Submit a talk on data

Submit a talk on data

Submit talks on data engineering, data science, machine learning, big data and analytics through the year – 2019

sanjiv soni

@sanjivsoni

Swing and a Miss: Deploying machine learning models for IoT enabled devices using Python

Submitted Sep 4, 2018

The primary purpose of this talk to describe how we are using python and sklearn to model and analyse time series sensor data. In particular, I will walk through how we use Python to process data from an IoT enabled sensor attached to a cricket bat, build machine learning models on the data, and use open source tools to deploy our models in the sensor device as a smart IoT application.

Outline

Outline:
The session will be beginning with exploring some basic concepts to help the audience in understanding the talk in a better manner. It will be followed by exploring how we are forming features by rapidly creating and validating the hypothesis using Jupyter notebooks. This part will be mostly about sharing some approaches with code bases in python. The next thing we will discuss is how open source Python tools can be used to build and deploy machine learning models in a standalone IoT motion sensing device. We conclude the talk by leaving some food for thought for the audience to ponder upon and point out an interesting and important area in Data Science and smart IoT world.

Detailed Description:
With the steep increase in the number of smart-things connected to the internet, the amount of data that is being generated by such devices is increasing exponentially. However, much of that data is not useful and therefore filtering unuseful data is an important task. How do we filter the important part and remove the noise from sensor data streams to generate actionable insights?

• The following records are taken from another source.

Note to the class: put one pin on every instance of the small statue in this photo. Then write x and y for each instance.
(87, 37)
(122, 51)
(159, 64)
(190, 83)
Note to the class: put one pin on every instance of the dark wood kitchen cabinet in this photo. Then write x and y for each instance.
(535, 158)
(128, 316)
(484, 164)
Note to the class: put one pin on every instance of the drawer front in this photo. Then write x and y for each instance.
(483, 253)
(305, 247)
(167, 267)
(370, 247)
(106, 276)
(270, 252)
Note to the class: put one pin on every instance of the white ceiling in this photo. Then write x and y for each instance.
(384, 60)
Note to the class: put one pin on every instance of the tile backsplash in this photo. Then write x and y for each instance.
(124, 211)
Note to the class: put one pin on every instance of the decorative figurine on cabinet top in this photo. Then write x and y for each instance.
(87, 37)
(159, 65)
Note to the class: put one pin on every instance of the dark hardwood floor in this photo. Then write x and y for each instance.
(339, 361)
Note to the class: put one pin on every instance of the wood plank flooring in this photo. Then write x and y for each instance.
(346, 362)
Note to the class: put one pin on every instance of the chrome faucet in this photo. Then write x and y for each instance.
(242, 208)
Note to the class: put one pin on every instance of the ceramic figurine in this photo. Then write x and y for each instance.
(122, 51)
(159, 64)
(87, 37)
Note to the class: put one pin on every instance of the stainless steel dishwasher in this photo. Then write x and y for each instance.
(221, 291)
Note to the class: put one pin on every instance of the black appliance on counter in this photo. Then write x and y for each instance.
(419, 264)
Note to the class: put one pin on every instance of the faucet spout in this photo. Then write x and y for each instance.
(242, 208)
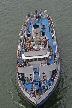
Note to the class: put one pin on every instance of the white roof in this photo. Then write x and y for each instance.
(46, 55)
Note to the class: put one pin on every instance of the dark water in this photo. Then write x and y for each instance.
(12, 14)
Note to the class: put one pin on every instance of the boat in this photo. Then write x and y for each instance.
(38, 62)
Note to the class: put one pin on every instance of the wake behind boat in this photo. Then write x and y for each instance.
(38, 66)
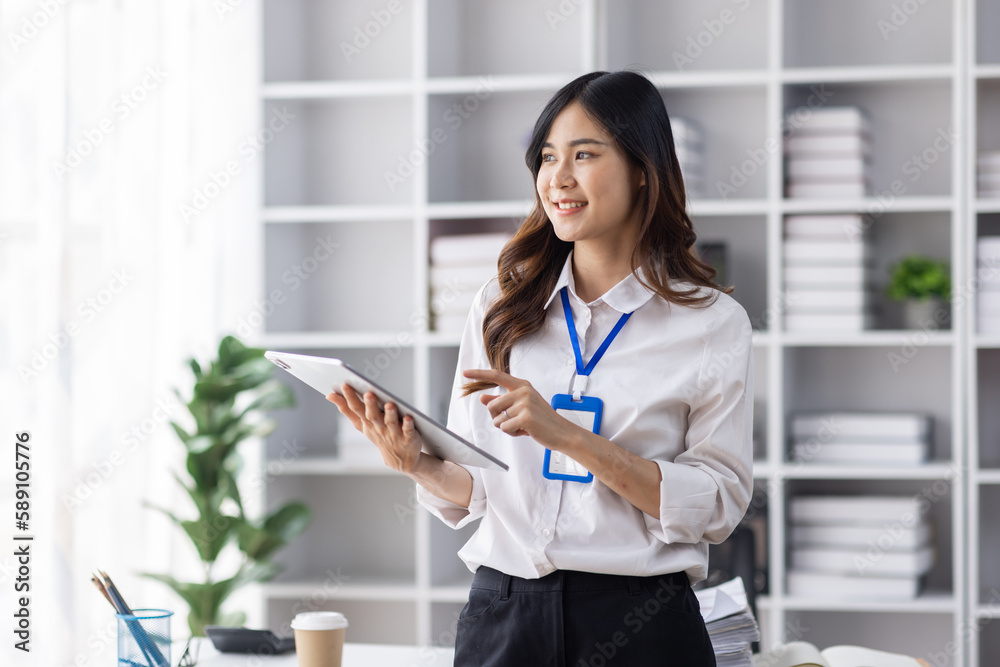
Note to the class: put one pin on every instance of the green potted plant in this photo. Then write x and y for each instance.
(923, 285)
(227, 406)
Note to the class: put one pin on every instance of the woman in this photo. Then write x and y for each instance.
(621, 472)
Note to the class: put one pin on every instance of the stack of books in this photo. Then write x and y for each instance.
(460, 265)
(858, 547)
(828, 153)
(989, 285)
(827, 273)
(989, 174)
(690, 152)
(730, 622)
(861, 438)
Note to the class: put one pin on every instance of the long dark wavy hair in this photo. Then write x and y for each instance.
(628, 106)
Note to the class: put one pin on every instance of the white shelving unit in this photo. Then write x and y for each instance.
(353, 193)
(982, 110)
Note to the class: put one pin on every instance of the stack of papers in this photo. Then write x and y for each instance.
(730, 623)
(989, 174)
(861, 438)
(828, 153)
(858, 547)
(460, 265)
(827, 269)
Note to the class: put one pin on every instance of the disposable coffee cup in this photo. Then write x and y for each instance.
(319, 638)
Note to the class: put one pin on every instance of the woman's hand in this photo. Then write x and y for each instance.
(523, 411)
(397, 440)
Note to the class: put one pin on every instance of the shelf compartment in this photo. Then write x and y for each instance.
(989, 545)
(987, 398)
(745, 241)
(872, 206)
(315, 40)
(866, 32)
(931, 602)
(319, 278)
(479, 143)
(447, 569)
(321, 158)
(359, 540)
(927, 471)
(988, 636)
(936, 500)
(476, 38)
(309, 430)
(371, 621)
(894, 236)
(911, 151)
(443, 367)
(697, 37)
(987, 18)
(987, 117)
(735, 145)
(824, 379)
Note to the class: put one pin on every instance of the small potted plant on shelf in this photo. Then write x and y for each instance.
(923, 285)
(228, 404)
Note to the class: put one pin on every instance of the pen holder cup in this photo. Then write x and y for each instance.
(144, 638)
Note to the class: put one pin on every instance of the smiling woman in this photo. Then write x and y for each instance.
(623, 472)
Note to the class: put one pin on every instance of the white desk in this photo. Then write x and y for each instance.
(355, 655)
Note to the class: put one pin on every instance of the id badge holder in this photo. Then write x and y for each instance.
(586, 413)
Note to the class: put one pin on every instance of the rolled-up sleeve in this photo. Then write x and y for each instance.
(471, 354)
(706, 489)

To demonstrate the problem we are placing a sensor device on a cricket bat. The IoT device is a miniaturised, wireless MEMS inertial measurement unit (IMU). The IMU incorporates three-axis sensing of bat acceleration and angular velocity with a low-power Bluetooth to transmit this data to a mobile.

First, we gather event-based data rather than storing the entire stream. This again poses the question: how do we define an event? What makes an event unique from the surrounding ‘non-event’ context? These are some of the questions that need to be answered in order to define an event. Watching a cricket batter stand and prepare to swing, the human brain continuously filters its visual perception and is able to detect and differentiate a swing from the pre- and post-swing activity. We need to be able to automate that same process. Some data instances can be tagged while other can’t be. This helps in training and evaluating machine learning models later.

Secondly, After we have extracted time series data based on the instances, we can start analysing these event-based sets of data to understand the language of sensor data. For this, we are using Jupyter Lab to interactively work with data. How does an accelerometer data depict the real world physical motion? This step helps us find the relation between the real world actions and the sensor data set. Well, the extraction process will be prone to noises.

The data comes in CSV files, python seems the right choice for us to read and analyse the data. Pandas and offer data frames that come handy to rapidly form and validate hypothesis interactively in Jupyter notebooks. Any analysis is incomplete without visualisation, that’s where Matplotlib helps us understand the data better. We quickly test the machine learning models by using Sklearn, which has most of the standard algorithms already implemented. This keynote will describe some of the analysis (along with python code) to show how we have taken several steps right from forming the hypothesis to implementing a solution in the device level layer. All of this demonstrates how Python and its rich set of libraries are helpful in forming solutions to some of the product related features.

Thirdly, we need to automate the task of classifying a particular instance from the stream. For this to happen, we can either feed a machine learning model or create a rule-based algorithm which can classify the events into buckets.

Now every step has its own set of challenges, firstly the application we are working on involves using motion sensors attached to the back of a cricket bat. There are network constraints in the field. If a sportsperson wants to know real-time analytics from the device, the segregation needs to happen offline. We have to deploy the models on the miniature sensor devices because sometimes the players don’t even carry their mobile phones to the playing area. Therefore our objective is to enable the devices to remain independent in running machine learning algorithms by themselves.

Speaker bio

Sanjiv Soni is a Data Scientist at Montane Ventures, an early-stage venture capital fund based in India.. He is also an international fellow at University of San Francisco for Deep Learning Programme. Sanjiv has experience with Software and product ecosystem. He has interests in building software devised solutions to problems solved by humans.